Orson Scott Card is best known for his science fiction novel Ender's Game and its many sequels that expand the Ender Universe into the far future and the near past. Those books are organized into the Ender Saga, which chronicles the life of Ender Wiggin; the Shadow Series, which follows on the novel Ender's Shadow and is set on Earth; and the Formic Wars series, written with co-author Aaron Johnston, which tells of the terrible first contact between humans and the alien "Buggers." Card has been a working writer since the 1970s. Beginning with dozens of plays and musical comedies produced in the 1960s and 70s, Card's first published fiction appeared in 1977--the short story "Gert Fram" in the July issue of The Ensign, and the novelette version of "Ender's Game" in the August issue of Analog.
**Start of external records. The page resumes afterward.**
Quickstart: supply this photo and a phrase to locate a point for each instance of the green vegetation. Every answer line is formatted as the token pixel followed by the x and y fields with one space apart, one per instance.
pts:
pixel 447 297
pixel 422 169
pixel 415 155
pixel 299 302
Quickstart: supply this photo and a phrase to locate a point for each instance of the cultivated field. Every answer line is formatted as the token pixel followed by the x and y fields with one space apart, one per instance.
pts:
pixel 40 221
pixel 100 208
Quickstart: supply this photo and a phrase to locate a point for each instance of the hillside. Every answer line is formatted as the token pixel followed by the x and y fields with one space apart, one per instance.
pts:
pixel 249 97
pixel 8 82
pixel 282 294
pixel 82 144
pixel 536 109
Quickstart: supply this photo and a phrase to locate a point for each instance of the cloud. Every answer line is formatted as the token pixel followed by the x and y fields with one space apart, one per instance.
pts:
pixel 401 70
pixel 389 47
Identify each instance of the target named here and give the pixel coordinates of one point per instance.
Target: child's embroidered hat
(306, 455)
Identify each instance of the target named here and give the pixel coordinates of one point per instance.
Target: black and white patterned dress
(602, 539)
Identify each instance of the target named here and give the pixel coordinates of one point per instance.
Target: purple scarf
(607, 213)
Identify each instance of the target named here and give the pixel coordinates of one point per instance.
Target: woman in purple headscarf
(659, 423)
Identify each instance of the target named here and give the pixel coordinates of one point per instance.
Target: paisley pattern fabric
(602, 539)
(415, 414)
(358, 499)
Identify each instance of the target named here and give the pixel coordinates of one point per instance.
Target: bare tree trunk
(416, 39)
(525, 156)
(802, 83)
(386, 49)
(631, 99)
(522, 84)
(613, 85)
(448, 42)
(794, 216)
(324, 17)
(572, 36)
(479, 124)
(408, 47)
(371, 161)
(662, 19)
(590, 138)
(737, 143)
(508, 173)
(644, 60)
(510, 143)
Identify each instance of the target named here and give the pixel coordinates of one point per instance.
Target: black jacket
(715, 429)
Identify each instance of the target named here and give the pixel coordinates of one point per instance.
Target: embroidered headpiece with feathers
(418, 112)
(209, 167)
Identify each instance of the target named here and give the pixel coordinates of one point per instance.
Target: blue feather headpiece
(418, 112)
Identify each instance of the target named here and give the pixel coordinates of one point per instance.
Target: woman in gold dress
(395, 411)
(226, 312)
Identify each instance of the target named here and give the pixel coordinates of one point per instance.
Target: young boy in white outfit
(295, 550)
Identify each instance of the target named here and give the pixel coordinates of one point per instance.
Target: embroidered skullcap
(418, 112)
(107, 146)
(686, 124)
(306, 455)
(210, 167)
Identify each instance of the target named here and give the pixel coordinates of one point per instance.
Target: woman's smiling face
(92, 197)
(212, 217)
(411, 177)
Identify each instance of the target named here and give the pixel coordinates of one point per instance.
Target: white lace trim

The novel-length version of Ender's Game, published in 1984 and continuously in print since then, became the basis of the 2013 film, starring Asa Butterfield, Harrison Ford, Ben Kingsley, Hailee Steinfeld, Viola Davis, and Abigail Breslin. Card was born in Washington state, and grew up in California, Arizona, and Utah. He served a mission for the LDS Church in Brazil in the early 1970s. Besides his writing, he runs occasional writers' workshops and directs plays. He frequently teaches writing and literature courses at Southern Virginia University. He is the author many science fiction and fantasy novels, including the American frontier fantasy series "The Tales of Alvin Maker" (beginning with Seventh Son), and stand-alone novels like Pastwatch and Hart's Hope. He has collaborated with his daughter Emily Card on a manga series, Laddertop. He has also written contemporary thrillers like Empire and historical novels like the monumental Saints and the religious novels Sarah and Rachel and Leah. Card's work also includes the Mithermages books (Lost Gate, Gate Thief), contemporary magical fantasy for readers both young and old. Card lives in Greensboro, North Carolina, with his wife, Kristine Allen Card. He and Kristine are the parents of five children and several grandchildren.

In a career spanning more than seventy years, Ray Bradbury inspired generations of readers to dream, think, and create. A prolific author of hundreds of short stories and close to fifty books, as well as numerous poems, essays, operas, plays, and screenplays, Bradbury was one of the most celebrated writers of our time. His groundbreaking works include Fahrenheit 451, The Martian Chronicles, The Illustrated Man, Dandelion Wine, and Something Wicked This Way Comes. An Emmy Award winner for his teleplay The Halloween Tree and an Academy Award nominee, he was the recipient of the 2000 National Book Foundation Medal for Distinguished Contribution to American Letters, the 2004 National Medal of Arts, and the 2007 Pulitzer Prize Special Citation, among many honors.